Пожалуй, оба излишне грубы, но веселы как никогда.

--------------------------------
3.10 Померещилось и слава богу
--------------------------------
Французы по поводу крокодилов от меткой адвокатуры Порфирия Сергеевича – великого сибирского путешественника всех времён и волосатого архитектунга в перерывах, ошалели начисто, навсегда отлипли.
Вот и выходит, что всего лишь на секундочку занудному романисту Туземскому – Чену Джу приспичило отстранить Бима, двинуться  прямиком к фэнтези (вот наивный! Всё б ему фантики лизать)  и покрошить в роман-солянку героического-крокодила… Чек энд Хука… и тут, ё-моё, такое началось!
Лучше бы ему просто померещилось. 
А ещё лучше, если бы твёрже задружил с Тараканусом, а не избегал бы его, и не стеснялся бы.
--------------------------------
3.11 Тараканус
--------------------------------
Тараканус терпеливее и умней Чек энд Хука.
Тараканус не шпионит, а честно наблюдает. Имеет лицензию на это.
Пишет своё. Воспоминания и так.
Он живёт в Санаториуме, но часто выползает на козырёк. Чтобы посмотреть на мир своими глазами, а не через микроскопные бинокли графомануса.
Он ничего не требует с Кигьян Егогыча, а просто честно служит… ему и… да неужто России?
Во дела! Кто бы мог подумать!
При этом Тараканус имеет своё мнение, не желает на пенсию, и не брыкается, если в хозяине что-то не по нему.
Он легко переносит все Кигьяновы торнадусы с Егогычевыми тайфунусами.
Он, как пиявка дуремарская – полезная и болтливая, любит молодящееся тело Кигьян Егогыча.

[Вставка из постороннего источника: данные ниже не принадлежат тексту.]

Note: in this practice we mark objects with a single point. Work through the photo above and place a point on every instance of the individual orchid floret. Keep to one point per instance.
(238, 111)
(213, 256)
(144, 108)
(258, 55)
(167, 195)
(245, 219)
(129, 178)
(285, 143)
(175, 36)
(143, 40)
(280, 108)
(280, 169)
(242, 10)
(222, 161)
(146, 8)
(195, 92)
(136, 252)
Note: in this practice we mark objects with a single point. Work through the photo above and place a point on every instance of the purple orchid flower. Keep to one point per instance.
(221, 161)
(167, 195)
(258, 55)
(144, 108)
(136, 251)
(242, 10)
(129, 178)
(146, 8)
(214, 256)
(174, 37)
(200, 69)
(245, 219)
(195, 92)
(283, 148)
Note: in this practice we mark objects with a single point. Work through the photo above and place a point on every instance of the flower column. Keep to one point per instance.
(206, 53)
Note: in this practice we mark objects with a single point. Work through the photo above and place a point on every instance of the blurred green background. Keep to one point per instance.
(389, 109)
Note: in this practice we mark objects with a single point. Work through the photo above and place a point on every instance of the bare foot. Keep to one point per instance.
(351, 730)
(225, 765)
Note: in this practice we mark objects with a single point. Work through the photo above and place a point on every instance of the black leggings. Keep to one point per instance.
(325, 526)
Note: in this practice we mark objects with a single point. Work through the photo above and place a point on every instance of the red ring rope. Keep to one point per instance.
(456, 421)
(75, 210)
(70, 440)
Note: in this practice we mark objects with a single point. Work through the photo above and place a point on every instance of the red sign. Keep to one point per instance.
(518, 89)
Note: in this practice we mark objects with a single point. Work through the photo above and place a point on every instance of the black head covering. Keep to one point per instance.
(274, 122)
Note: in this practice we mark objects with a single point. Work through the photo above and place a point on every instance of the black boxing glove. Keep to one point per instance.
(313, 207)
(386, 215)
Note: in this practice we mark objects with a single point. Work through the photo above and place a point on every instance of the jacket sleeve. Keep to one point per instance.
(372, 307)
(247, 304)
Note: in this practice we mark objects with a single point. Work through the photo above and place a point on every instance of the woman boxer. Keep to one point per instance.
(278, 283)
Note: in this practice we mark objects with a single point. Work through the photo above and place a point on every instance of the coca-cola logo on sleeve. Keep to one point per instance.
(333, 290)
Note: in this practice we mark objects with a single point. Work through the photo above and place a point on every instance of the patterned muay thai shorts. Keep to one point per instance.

И почитывает на ночь его книжки – как снотворное.
А днём – как чтиво будоражащее.
И любит высасывать по каплям дурную кровь Кигьян Егогыча: особенно в области черепной коробки. Уменьшая там давление, и удлиняя жизнь Кигьяна Егогыча.
Он обожает Кигьян Егогыча. Не меньше, чем Бим Жаннетку.
Хотя он и сам бы не прочь присоединиться. Единственно – для эксперимента: чтобы испытать то, что чувствуют при этом люди.
И чтобы сравнить это с собственной теорией любви.
Которая ещё не родилась, но зреет в зародыше, и как только так сразу.
Пусть же живёт Тараканус сам, и его источник жизни подольше.
Может, ещё какой глупости насочиняют сообща: могут и врозь.
А нам от всего этого делается многообещающе: радостно и светло.
И после таких утешительных слов, глядишь, читатель перестанет искать в Жаннетке нефриты, а ублажится грядой эльборусской.